[Haskell-cafe] Re: Mining Twitter data in Haskell and Clojure

Tue Jun 15 15:05:07 EDT 2010

> If you just want to optimize it and not compare exactly equal idiomatic code,
> you should stop using functional data structures and use a structure that fits
> your problem (the ST monad has been designed for that in Haskell), because
> compilers do not detect single-threaded usage and rewrite all your code to
> something mutable and thereby avoid O(log n) costs.
>
> In practice it is probably easier to write the whole thing against the parallel
> Boost Graph Library (a C++ library), since that library provides the
> abstractions that you would want.
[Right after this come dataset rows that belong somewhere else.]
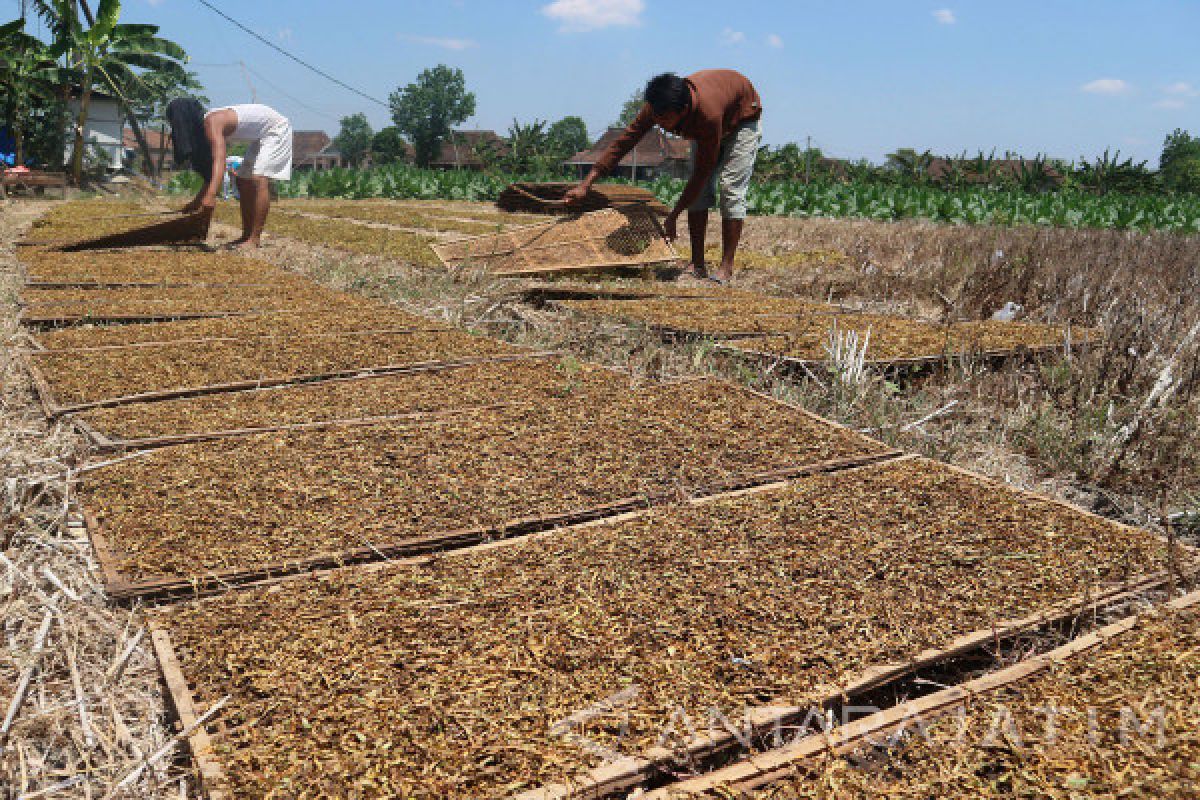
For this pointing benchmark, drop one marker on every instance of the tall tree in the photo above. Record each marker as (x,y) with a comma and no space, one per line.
(29,76)
(426,110)
(105,53)
(1180,162)
(354,138)
(568,136)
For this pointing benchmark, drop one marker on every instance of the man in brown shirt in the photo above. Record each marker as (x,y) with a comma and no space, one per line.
(719,110)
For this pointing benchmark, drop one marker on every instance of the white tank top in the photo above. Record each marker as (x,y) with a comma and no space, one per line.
(255,121)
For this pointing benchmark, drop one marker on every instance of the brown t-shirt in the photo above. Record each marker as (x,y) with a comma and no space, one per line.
(721,100)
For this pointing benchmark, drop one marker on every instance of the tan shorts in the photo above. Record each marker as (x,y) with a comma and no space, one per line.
(735,164)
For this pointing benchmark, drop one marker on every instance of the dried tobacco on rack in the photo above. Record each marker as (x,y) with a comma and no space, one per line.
(393,215)
(897,338)
(737,313)
(1116,721)
(90,376)
(149,266)
(238,504)
(417,214)
(534,382)
(293,294)
(445,680)
(282,324)
(346,235)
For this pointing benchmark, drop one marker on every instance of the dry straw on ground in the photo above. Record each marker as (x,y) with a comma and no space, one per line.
(533,382)
(450,677)
(601,239)
(94,711)
(240,504)
(1115,721)
(93,376)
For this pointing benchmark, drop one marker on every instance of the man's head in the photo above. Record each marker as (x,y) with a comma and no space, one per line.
(669,98)
(186,119)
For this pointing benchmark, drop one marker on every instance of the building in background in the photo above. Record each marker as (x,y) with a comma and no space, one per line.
(655,155)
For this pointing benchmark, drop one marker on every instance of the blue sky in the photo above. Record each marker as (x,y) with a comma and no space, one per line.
(1065,77)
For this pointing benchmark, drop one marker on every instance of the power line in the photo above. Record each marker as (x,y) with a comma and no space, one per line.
(282,52)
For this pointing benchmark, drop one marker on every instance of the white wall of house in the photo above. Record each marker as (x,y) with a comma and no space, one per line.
(105,128)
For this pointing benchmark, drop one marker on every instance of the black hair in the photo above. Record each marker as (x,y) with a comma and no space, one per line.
(667,92)
(191,144)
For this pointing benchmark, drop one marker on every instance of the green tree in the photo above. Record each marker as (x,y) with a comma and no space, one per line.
(1180,162)
(426,110)
(567,137)
(354,138)
(106,54)
(388,146)
(630,109)
(29,77)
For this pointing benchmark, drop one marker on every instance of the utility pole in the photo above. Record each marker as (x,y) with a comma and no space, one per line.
(808,157)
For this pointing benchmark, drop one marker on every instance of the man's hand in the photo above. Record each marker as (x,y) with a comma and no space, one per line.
(670,226)
(576,193)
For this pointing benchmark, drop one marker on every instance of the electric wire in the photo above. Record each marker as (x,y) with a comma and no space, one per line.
(282,52)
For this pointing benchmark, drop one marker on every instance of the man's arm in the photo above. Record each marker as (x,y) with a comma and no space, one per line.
(617,150)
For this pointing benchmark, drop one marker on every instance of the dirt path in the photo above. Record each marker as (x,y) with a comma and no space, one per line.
(94,710)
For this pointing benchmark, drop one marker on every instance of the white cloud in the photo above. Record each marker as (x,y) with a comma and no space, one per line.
(439,41)
(730,36)
(593,14)
(1105,86)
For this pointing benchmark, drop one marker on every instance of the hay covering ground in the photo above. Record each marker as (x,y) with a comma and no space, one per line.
(535,382)
(77,377)
(279,324)
(1008,745)
(191,509)
(444,680)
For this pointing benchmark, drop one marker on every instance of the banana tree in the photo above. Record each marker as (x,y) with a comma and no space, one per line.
(28,74)
(106,53)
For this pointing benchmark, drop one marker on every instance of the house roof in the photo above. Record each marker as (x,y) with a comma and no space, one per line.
(459,150)
(155,139)
(309,144)
(653,150)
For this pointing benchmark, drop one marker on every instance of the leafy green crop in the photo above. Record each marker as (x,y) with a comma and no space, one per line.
(1068,208)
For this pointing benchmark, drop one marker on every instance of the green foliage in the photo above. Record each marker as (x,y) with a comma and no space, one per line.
(630,109)
(426,110)
(1180,162)
(353,140)
(568,136)
(388,146)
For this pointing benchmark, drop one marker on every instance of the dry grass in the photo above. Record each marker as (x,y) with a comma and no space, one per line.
(450,675)
(93,735)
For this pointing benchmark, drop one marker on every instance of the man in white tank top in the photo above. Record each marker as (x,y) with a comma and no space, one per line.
(268,157)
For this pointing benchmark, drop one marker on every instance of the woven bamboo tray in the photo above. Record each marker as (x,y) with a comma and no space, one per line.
(592,241)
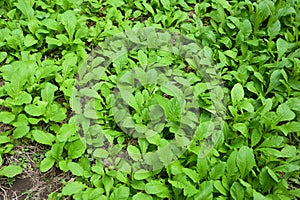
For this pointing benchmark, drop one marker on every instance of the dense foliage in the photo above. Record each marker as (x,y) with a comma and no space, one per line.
(254,48)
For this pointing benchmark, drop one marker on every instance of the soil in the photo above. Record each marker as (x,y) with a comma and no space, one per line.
(31,184)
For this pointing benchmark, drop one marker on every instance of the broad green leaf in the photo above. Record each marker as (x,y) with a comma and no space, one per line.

If you go this path, it will probably end up
> being 10-100 times faster.

Surely I can rewrite it in C++ or just C and gain speedup, but not
maintainability and ease of prototyping algorithms -- the main reasons
I switched to FP, with added reliability, conciseness, reasonable
syntax bonuses.  It turned out Clojure is quite capable of doing it
well, but has Null Pointer Exceptions and "debug data shape by
running" annoying to an ML programmer; trying Haskell for speedup is
worth it!  It proves less predictable than expected -- e.g. with OCaml
if it typechecks and runs, it usually runs fast.  The point of this
exercise is to identify typical performance bottlenecks in the domain
and see how they can be avoided.  The jury's still out on this one.

-- Alexy